The cladograms below show brontothere classification per the primary strict reduced consensus tree from Mihlbachler's 2008 analysis, and the reduced strict consensus tree from the 2021 analysis by Mihlbachler and Prothero:

Topology A: Mihlbachler (2008)

Topology B: Mihlbachler & Prothero (2021)

=== Etymology ===
The name Telmatheriina is derived from the genus Telmatherium. Telmatherium means "marsh beast" or "pool beast", from the Greek τέλμα (télma, "marsh" or "pool") and θηρίον (theríon, "beast"). Osborn connected this name to the original fossils of the genus having been found in a supposed "ancient lake basin". Members of the Telmatheriina are informally referred to as "telmatheres".

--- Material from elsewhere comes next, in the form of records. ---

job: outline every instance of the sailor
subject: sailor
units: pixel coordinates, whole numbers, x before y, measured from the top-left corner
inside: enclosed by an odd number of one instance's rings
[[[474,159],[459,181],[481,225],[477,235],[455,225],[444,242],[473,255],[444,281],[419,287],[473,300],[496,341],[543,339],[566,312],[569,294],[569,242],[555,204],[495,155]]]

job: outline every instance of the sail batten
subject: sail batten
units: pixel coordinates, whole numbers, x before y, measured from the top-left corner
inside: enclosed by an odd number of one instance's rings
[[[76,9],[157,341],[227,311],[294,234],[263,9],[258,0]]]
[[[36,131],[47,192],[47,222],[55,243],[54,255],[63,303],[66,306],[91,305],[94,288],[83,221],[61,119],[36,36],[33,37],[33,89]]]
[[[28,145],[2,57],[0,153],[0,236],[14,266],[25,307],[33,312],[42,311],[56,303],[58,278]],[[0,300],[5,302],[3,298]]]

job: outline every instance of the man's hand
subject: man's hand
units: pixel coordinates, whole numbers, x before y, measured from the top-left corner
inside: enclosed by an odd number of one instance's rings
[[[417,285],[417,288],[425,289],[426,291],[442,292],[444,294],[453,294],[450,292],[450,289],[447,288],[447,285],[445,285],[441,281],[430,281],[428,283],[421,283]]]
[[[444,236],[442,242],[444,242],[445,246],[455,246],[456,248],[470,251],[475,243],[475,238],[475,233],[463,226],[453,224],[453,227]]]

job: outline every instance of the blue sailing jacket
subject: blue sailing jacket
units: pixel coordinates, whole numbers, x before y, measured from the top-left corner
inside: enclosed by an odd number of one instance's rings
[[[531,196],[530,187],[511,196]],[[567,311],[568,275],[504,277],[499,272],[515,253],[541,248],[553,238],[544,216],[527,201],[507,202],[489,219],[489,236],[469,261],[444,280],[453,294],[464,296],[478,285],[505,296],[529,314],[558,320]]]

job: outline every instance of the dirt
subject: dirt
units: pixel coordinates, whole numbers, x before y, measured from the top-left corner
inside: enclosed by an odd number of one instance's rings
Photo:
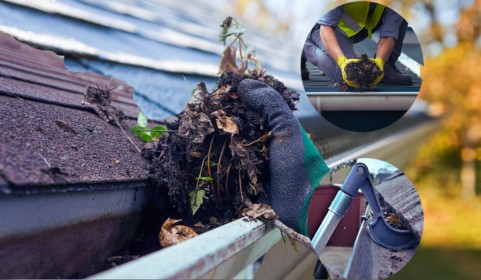
[[[82,104],[89,105],[104,121],[108,123],[119,123],[125,116],[122,111],[111,105],[114,100],[114,95],[111,94],[112,91],[113,89],[109,88],[109,84],[105,87],[98,85],[87,86]],[[57,124],[61,126],[61,124]]]
[[[142,151],[153,183],[167,193],[183,224],[223,224],[241,216],[245,198],[267,195],[271,133],[237,94],[246,78],[269,84],[295,110],[299,94],[265,70],[227,71],[212,92],[199,83],[177,121],[168,124],[173,132]]]
[[[384,200],[383,196],[378,193],[377,198],[386,222],[395,229],[408,230],[405,222],[400,218],[396,210]]]
[[[360,61],[347,64],[346,77],[348,80],[356,82],[360,86],[360,90],[368,89],[369,85],[382,75],[382,71],[376,63],[369,60],[366,54],[355,58]]]

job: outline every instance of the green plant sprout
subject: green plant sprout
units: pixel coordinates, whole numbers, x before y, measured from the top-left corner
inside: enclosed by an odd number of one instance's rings
[[[197,184],[195,185],[195,189],[189,193],[189,201],[190,201],[190,209],[192,210],[192,215],[195,215],[197,210],[199,210],[202,203],[204,203],[204,199],[208,199],[205,196],[205,190],[199,189],[199,182],[202,181],[212,181],[211,177],[202,177],[202,170],[204,169],[204,163],[207,156],[202,160],[202,165],[200,166],[199,176],[197,176]]]
[[[143,112],[139,112],[137,116],[137,125],[130,128],[130,131],[139,136],[142,141],[152,142],[158,140],[161,136],[167,134],[165,127],[161,125],[153,126],[149,128],[148,119]]]
[[[224,46],[227,44],[227,38],[231,36],[234,38],[222,53],[219,64],[219,73],[224,73],[228,70],[237,70],[244,75],[249,75],[249,62],[255,63],[255,68],[258,70],[262,69],[261,62],[256,58],[256,49],[252,46],[248,46],[242,39],[245,29],[237,22],[237,20],[232,17],[227,17],[220,27],[219,41],[221,41]],[[237,66],[236,62],[237,49],[234,47],[236,42],[239,44],[240,67]]]

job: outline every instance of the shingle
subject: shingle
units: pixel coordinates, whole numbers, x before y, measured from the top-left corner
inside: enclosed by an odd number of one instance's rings
[[[7,35],[0,35],[0,65],[10,66],[0,67],[0,192],[147,178],[147,164],[119,127],[81,104],[88,85],[111,78],[69,72],[57,55]],[[116,79],[114,86],[112,105],[135,117],[133,89]],[[132,125],[124,120],[125,130]]]
[[[133,88],[126,83],[95,73],[70,72],[58,55],[39,51],[7,35],[0,35],[0,77],[4,94],[78,107],[82,106],[87,86],[108,87],[117,95],[114,106],[130,117],[139,111],[132,99]]]

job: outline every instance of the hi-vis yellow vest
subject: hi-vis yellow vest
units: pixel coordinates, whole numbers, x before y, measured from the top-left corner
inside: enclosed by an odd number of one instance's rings
[[[384,6],[376,5],[372,14],[369,15],[369,2],[354,2],[344,5],[344,13],[337,26],[344,34],[350,38],[359,33],[363,28],[367,29],[369,38],[372,35],[372,29],[381,20]]]

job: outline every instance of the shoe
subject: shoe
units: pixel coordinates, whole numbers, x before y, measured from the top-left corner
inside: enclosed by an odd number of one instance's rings
[[[410,86],[413,79],[406,74],[401,73],[394,63],[386,63],[384,65],[384,78],[380,82],[386,85]]]
[[[303,81],[309,80],[309,71],[306,67],[307,60],[301,56],[301,78]]]
[[[309,80],[309,71],[307,69],[301,69],[301,78],[303,81]]]

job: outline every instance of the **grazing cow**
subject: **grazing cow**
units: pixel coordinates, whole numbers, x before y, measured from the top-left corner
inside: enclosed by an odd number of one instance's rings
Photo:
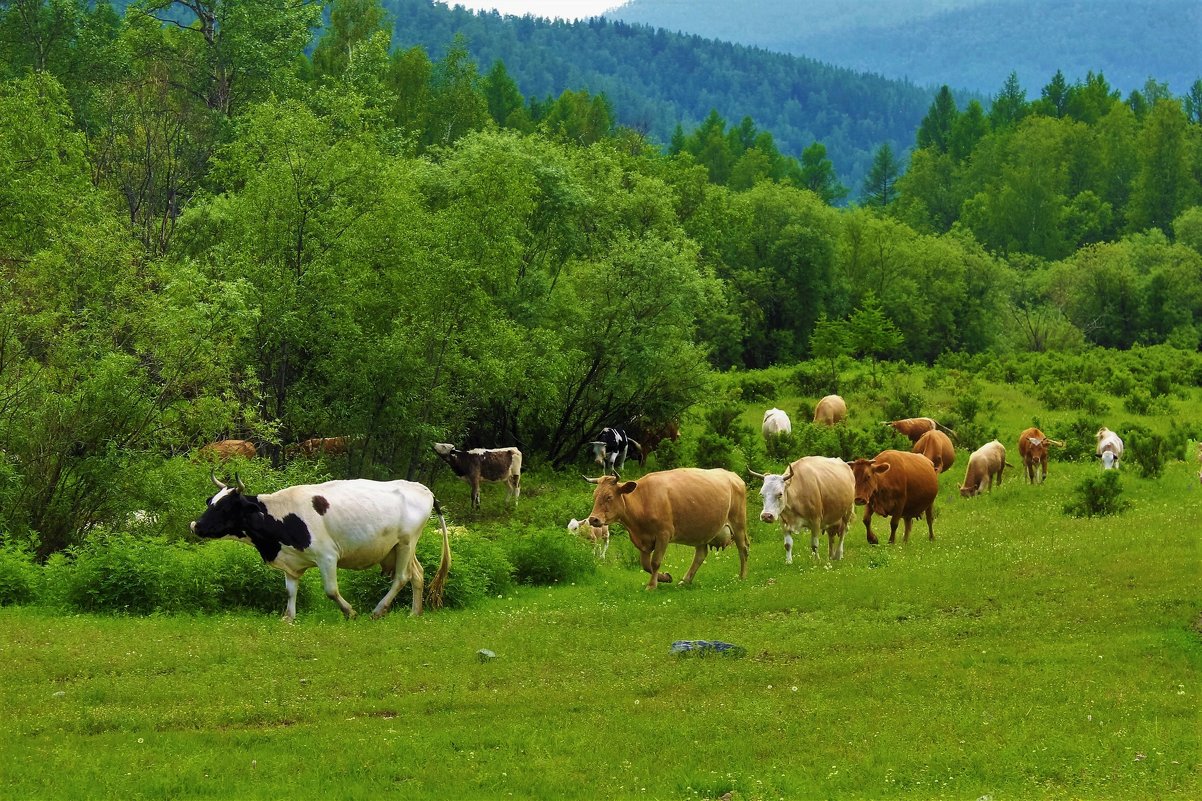
[[[1098,456],[1102,459],[1105,470],[1118,469],[1119,459],[1123,458],[1123,440],[1119,435],[1103,426],[1098,429]]]
[[[897,524],[906,521],[905,542],[910,541],[914,518],[926,515],[930,539],[935,539],[935,496],[939,475],[925,456],[905,451],[881,451],[872,459],[849,462],[856,476],[856,505],[864,506],[864,531],[876,545],[872,533],[875,512],[889,521],[889,542],[897,538]]]
[[[928,431],[942,431],[953,439],[956,437],[955,431],[932,420],[930,417],[907,417],[904,420],[887,420],[881,423],[881,425],[892,426],[894,431],[912,443],[918,442],[919,438]]]
[[[946,472],[956,461],[956,447],[947,434],[934,428],[919,437],[910,452],[927,457],[938,473]]]
[[[461,451],[449,442],[435,442],[434,452],[472,488],[473,509],[480,508],[481,481],[504,481],[517,507],[522,494],[522,452],[517,448]]]
[[[605,552],[609,550],[609,526],[590,526],[588,519],[577,520],[572,518],[568,521],[568,531],[573,534],[579,533],[581,536],[588,539],[593,544],[593,555],[598,559],[605,558]]]
[[[314,437],[288,448],[288,456],[342,456],[347,449],[346,437]]]
[[[847,419],[847,402],[838,395],[827,395],[814,407],[814,422],[833,426]]]
[[[1006,461],[1006,446],[998,442],[986,442],[968,457],[968,472],[964,474],[964,484],[960,487],[961,498],[971,498],[980,495],[986,481],[989,491],[993,492],[993,482],[1002,486],[1002,473],[1007,467],[1013,468]]]
[[[210,442],[197,451],[197,456],[208,462],[228,462],[230,459],[253,459],[258,451],[255,443],[246,439],[221,439]]]
[[[643,461],[643,446],[626,436],[620,428],[603,428],[600,437],[590,443],[593,446],[593,461],[604,468],[606,474],[612,473],[622,477],[622,467],[626,457],[633,452],[635,458]]]
[[[647,589],[670,582],[659,572],[668,543],[696,549],[684,583],[705,561],[707,549],[739,549],[739,578],[747,578],[747,486],[729,470],[680,467],[648,473],[638,481],[619,482],[613,476],[586,478],[593,490],[591,526],[621,523],[639,551],[643,570],[651,574]]]
[[[782,434],[793,433],[793,424],[789,422],[789,415],[780,409],[769,409],[764,412],[764,425],[762,428],[764,439],[772,439]]]
[[[1047,435],[1038,428],[1028,428],[1018,435],[1018,454],[1023,458],[1023,466],[1027,469],[1027,481],[1032,484],[1042,484],[1048,477],[1049,445],[1055,445],[1057,448],[1064,447],[1063,442],[1048,439]],[[1038,471],[1036,467],[1039,468]],[[1036,472],[1041,474],[1038,482],[1035,480]]]
[[[632,438],[638,440],[639,466],[644,467],[647,464],[647,457],[659,447],[661,442],[666,439],[676,442],[680,439],[680,423],[669,420],[661,426],[634,424],[630,434]]]
[[[810,553],[818,555],[818,538],[827,535],[826,558],[843,558],[843,536],[855,514],[856,477],[842,459],[803,456],[784,475],[761,475],[764,509],[760,520],[780,521],[785,532],[785,564],[793,564],[793,534],[810,530]],[[836,546],[836,540],[838,545]]]
[[[263,561],[284,573],[288,606],[284,619],[296,618],[296,590],[311,567],[321,571],[326,595],[348,619],[355,610],[338,592],[338,568],[365,570],[379,565],[392,586],[372,610],[380,617],[392,606],[406,582],[413,583],[412,614],[422,612],[425,577],[417,561],[417,540],[438,513],[442,525],[442,561],[430,583],[430,605],[442,604],[442,590],[451,567],[451,545],[442,509],[434,493],[412,481],[327,481],[301,484],[266,495],[247,495],[235,477],[227,486],[213,477],[218,492],[208,508],[193,520],[192,533],[206,539],[249,542]]]

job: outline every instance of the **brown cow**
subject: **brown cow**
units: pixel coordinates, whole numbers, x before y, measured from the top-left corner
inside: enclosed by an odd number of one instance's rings
[[[948,439],[947,434],[935,429],[931,429],[919,437],[918,441],[914,443],[914,447],[910,449],[910,452],[921,453],[927,457],[931,464],[935,465],[935,470],[939,473],[946,472],[952,466],[952,463],[956,461],[956,447],[952,445],[952,441]]]
[[[856,476],[856,505],[864,505],[864,531],[875,545],[872,515],[889,521],[889,542],[897,538],[897,524],[906,521],[905,541],[910,541],[914,518],[926,515],[930,539],[935,539],[935,496],[939,474],[925,456],[904,451],[881,451],[873,459],[848,462]]]
[[[221,439],[210,442],[197,451],[197,456],[210,462],[228,462],[230,459],[253,459],[258,451],[255,443],[247,439]]]
[[[856,479],[842,459],[803,456],[789,465],[784,475],[763,475],[760,495],[764,510],[760,520],[780,521],[785,531],[785,564],[793,564],[793,535],[810,530],[810,552],[818,555],[818,538],[827,535],[828,560],[843,558],[843,537],[856,512]]]
[[[734,473],[679,467],[638,481],[619,482],[613,476],[585,480],[597,485],[589,525],[626,527],[643,570],[651,574],[647,589],[672,580],[672,574],[659,572],[671,542],[696,549],[685,584],[693,580],[708,549],[731,542],[739,549],[739,578],[747,578],[747,485]]]
[[[1032,484],[1042,484],[1048,477],[1048,446],[1055,445],[1063,448],[1059,440],[1048,439],[1047,435],[1038,428],[1028,428],[1018,435],[1018,453],[1023,457],[1023,466],[1027,468],[1027,480]],[[1035,466],[1040,468],[1039,481],[1035,480]]]
[[[289,456],[341,456],[346,453],[346,437],[314,437],[288,449]]]
[[[827,395],[814,407],[814,422],[833,426],[847,419],[847,403],[838,395]]]
[[[919,437],[928,431],[942,431],[948,436],[955,437],[956,432],[952,431],[947,426],[940,425],[930,417],[907,417],[904,420],[888,420],[881,423],[883,426],[892,426],[897,433],[901,434],[910,442],[918,442]]]
[[[517,508],[518,496],[522,494],[522,452],[517,448],[461,451],[449,442],[435,442],[434,452],[472,488],[473,509],[480,508],[481,481],[504,481]]]
[[[1012,465],[1006,461],[1006,446],[998,442],[987,442],[977,448],[968,457],[968,472],[964,474],[964,484],[960,487],[961,498],[971,498],[981,493],[986,481],[989,491],[993,492],[993,481],[1002,486],[1002,473]]]
[[[669,420],[660,426],[646,426],[641,422],[632,424],[628,429],[630,438],[639,444],[639,466],[645,467],[647,457],[666,439],[676,442],[680,439],[680,423]]]

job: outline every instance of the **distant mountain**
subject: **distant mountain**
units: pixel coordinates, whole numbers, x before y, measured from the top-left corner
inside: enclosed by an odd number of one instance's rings
[[[604,92],[621,124],[659,143],[677,124],[697,127],[711,110],[731,127],[750,116],[795,158],[820,141],[853,196],[883,142],[899,153],[913,145],[934,97],[812,59],[603,18],[552,22],[430,0],[384,0],[384,7],[395,48],[422,45],[438,59],[463,34],[481,73],[500,59],[528,99]]]
[[[630,0],[610,19],[763,47],[922,86],[1029,97],[1060,70],[1124,94],[1202,77],[1198,0]]]

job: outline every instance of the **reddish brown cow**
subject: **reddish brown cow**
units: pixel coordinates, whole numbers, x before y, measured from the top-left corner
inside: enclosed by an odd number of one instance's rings
[[[993,482],[1002,486],[1002,473],[1007,467],[1013,467],[1006,461],[1006,446],[998,442],[987,442],[973,451],[968,457],[968,472],[964,474],[964,483],[960,486],[960,497],[971,498],[980,495],[985,482],[989,482],[989,491],[993,492]]]
[[[197,451],[197,456],[210,462],[228,462],[230,459],[253,459],[257,451],[255,443],[246,439],[221,439],[210,442]]]
[[[628,433],[631,439],[639,443],[639,466],[644,467],[647,464],[647,456],[658,448],[661,442],[666,439],[676,442],[680,439],[680,424],[675,420],[669,420],[661,426],[636,424],[631,426]]]
[[[827,395],[814,407],[814,422],[833,426],[847,419],[847,403],[838,395]]]
[[[956,436],[956,432],[952,431],[947,426],[942,426],[932,420],[930,417],[907,417],[904,420],[889,420],[881,425],[893,426],[897,433],[901,434],[910,442],[918,442],[918,439],[928,431],[942,431],[944,434]]]
[[[294,456],[341,456],[346,453],[346,437],[314,437],[288,449]]]
[[[873,459],[848,462],[856,476],[856,505],[864,506],[864,531],[875,545],[872,515],[891,518],[889,542],[897,538],[897,524],[906,521],[904,541],[910,541],[914,518],[926,515],[930,539],[935,539],[935,496],[939,475],[925,456],[904,451],[881,451]]]
[[[1028,428],[1018,435],[1018,453],[1023,457],[1023,465],[1027,468],[1027,480],[1032,484],[1042,484],[1048,477],[1049,445],[1064,447],[1063,442],[1048,439],[1038,428]],[[1039,466],[1039,481],[1035,480],[1036,465]]]
[[[935,470],[943,473],[956,461],[956,447],[948,439],[947,434],[932,429],[914,443],[911,453],[921,453],[935,465]],[[938,461],[936,461],[938,460]]]

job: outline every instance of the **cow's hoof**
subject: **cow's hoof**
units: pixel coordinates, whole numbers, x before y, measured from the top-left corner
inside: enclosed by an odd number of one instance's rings
[[[664,584],[671,584],[672,583],[672,574],[671,573],[660,573],[659,578],[657,578],[656,581],[662,581]]]

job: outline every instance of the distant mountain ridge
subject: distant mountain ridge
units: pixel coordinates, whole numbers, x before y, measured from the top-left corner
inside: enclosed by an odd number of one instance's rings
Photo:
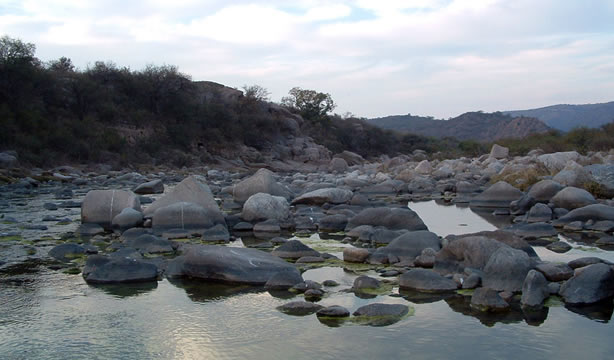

== Evolutionary history and paleobiogeography ==
Telmatheres are known from both North America and Asia, and it is unclear which of the two continents they originated on. Because mammal faunas changed over time, scientists often divide the Cenozoic biochronologically into a series of "land mammal ages" based on faunal composition. Asia and North America have separate but closely correlated land mammal ages, the Asian land mammal ages (ALMA) and the North American land mammal ages (NALMA). The telmatheres may have dispersed from Asia to North America or North America to Asia during the Irdinmanhan ALMA/Uintan NALMA, from when the early representatives of the group are known from both continents.

The earliest known telmatheres are Telmatherium validus from the Wyoming in the United States and Metatelmatherium ultimum from Inner Mongolia in China. Telmatherium is known from the late Bridgerian NALMA (Br3) to the early Uintan NALMA (Ui1), whereas Metatelmatherium is known from the Irdinmanhan ALMA. Metatelmatherium itself migrated to North America in a second dispersal event, since M. ultimum is also known from the late Uintan (Ui3) of Wyoming. Wickia is known from the early to middle Uintan (Ui1–Ui2) of Colorado and Wyoming in the United States. Xylotitan is known from the middle Uintan of Oregon in the United States. The youngest known telmathere is Qufutitan zhoui, which is known from the Sharamurunian ALMA of Shandong, China.